Phalluses are still a part of Bhutanese culture today. They associate phallus paintings with fertility and good fortune, and they believe they will be protected from evil spirits or demons if they embrace them. During a specific time of year, several communities in eastern Bhutan worship phalluses with flowers, ara (red-coloured hooch), and milk. In central Bhutan, a wooden phallus is dipped into the cups of drinks before being presented to the visitors.
Furthermore, when individuals move into their new houses, they execute an elaborate phallic ceremony that includes putting four phalluses on the house’s four eaves facing the four directions and one within the house. Then, a young and virgin girl leads a dancing and singing troupe around the house three times, carrying the basket. The Chimi Lhakhang monastery was constructed in 1499 in honour of Drukpa Kunley. Inside the monastery lies Kunley’s original wooden phallus emblem, which he imported from Tibet. It also features a silver-handled phallus, which is used to bless pilgrims who come to the monastery, particularly ladies hoping to have children.
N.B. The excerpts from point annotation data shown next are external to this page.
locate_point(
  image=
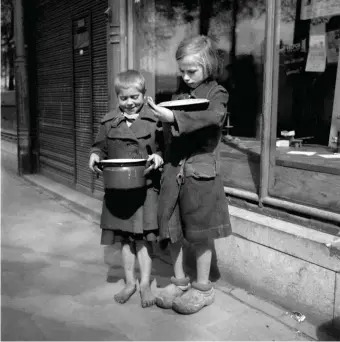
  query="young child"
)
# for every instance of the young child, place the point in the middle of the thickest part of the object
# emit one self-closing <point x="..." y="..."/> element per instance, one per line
<point x="192" y="203"/>
<point x="130" y="216"/>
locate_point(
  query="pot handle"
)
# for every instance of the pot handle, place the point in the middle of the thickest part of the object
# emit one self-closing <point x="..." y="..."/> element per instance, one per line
<point x="98" y="167"/>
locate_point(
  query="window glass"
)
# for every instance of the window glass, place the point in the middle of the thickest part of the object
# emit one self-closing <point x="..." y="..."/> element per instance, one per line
<point x="239" y="29"/>
<point x="308" y="122"/>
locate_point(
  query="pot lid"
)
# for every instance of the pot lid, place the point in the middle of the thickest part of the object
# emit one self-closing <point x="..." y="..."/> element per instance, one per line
<point x="122" y="161"/>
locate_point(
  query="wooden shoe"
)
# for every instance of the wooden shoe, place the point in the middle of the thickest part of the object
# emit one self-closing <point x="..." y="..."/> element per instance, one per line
<point x="176" y="289"/>
<point x="193" y="301"/>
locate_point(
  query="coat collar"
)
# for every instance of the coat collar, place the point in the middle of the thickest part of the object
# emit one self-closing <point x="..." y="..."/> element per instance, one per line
<point x="141" y="128"/>
<point x="202" y="91"/>
<point x="117" y="116"/>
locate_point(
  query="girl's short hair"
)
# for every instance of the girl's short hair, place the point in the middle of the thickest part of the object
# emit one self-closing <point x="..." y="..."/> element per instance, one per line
<point x="204" y="51"/>
<point x="128" y="79"/>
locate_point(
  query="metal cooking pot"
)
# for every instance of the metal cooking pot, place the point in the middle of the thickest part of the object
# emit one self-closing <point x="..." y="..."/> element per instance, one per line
<point x="123" y="173"/>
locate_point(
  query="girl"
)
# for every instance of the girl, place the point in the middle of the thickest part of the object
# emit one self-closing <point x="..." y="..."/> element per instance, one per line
<point x="130" y="216"/>
<point x="192" y="203"/>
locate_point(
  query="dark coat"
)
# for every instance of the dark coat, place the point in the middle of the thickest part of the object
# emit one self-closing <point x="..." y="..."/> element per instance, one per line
<point x="130" y="210"/>
<point x="192" y="150"/>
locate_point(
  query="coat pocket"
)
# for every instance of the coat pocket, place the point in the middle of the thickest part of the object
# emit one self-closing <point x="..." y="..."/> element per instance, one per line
<point x="200" y="170"/>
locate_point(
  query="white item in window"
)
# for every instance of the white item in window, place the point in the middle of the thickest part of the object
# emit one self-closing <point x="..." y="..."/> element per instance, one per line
<point x="316" y="60"/>
<point x="282" y="143"/>
<point x="333" y="45"/>
<point x="335" y="123"/>
<point x="185" y="102"/>
<point x="319" y="8"/>
<point x="304" y="153"/>
<point x="330" y="156"/>
<point x="288" y="133"/>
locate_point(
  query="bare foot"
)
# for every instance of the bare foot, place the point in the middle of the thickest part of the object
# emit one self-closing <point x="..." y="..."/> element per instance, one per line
<point x="148" y="299"/>
<point x="124" y="295"/>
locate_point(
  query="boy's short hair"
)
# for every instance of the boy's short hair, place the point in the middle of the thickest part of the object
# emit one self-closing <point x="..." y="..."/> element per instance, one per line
<point x="204" y="51"/>
<point x="130" y="78"/>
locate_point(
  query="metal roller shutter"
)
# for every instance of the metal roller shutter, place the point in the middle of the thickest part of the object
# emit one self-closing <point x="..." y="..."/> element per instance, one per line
<point x="54" y="100"/>
<point x="99" y="73"/>
<point x="71" y="85"/>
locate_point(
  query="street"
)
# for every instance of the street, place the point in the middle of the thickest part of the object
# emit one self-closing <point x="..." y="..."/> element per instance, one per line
<point x="54" y="283"/>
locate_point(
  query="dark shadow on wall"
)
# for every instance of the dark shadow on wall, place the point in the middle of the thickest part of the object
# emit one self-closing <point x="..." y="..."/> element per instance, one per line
<point x="245" y="95"/>
<point x="329" y="331"/>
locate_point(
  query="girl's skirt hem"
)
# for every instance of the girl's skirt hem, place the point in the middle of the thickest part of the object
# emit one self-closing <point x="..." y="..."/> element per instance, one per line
<point x="110" y="237"/>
Many newlywed and childless couples from all over the world visit the temple of fertility today to seek blessings from the old wooden phallus totem, known as the “divine thunderbolt.” Inside the temple, there is even a photo album with photographs of guests who have brought in pictures of their newborn babies months after visiting the temple.
While Drukpa Kunley was not popular at the time, he is today admired for his perseverance and the content of his lectures. The phallus is still painted on the exterior of people’s houses to fend off evil spirits and summon the fertility gods.
Though phallus is still used as a cultural and spiritual emblem in rural Bhutan, urban Bhutanese are less interested in having it painted on their walls. It is also not painted in community temples and dzongs where Buddhist monks and lamas practise their religion. So, if you happen to come across this pictorial portrayal of male genitalia painted on the walls while visiting Bhutan, don’t be offended. They revere the phallus symbol because it reflects a unique tale with historical, cultural, and spiritual importance.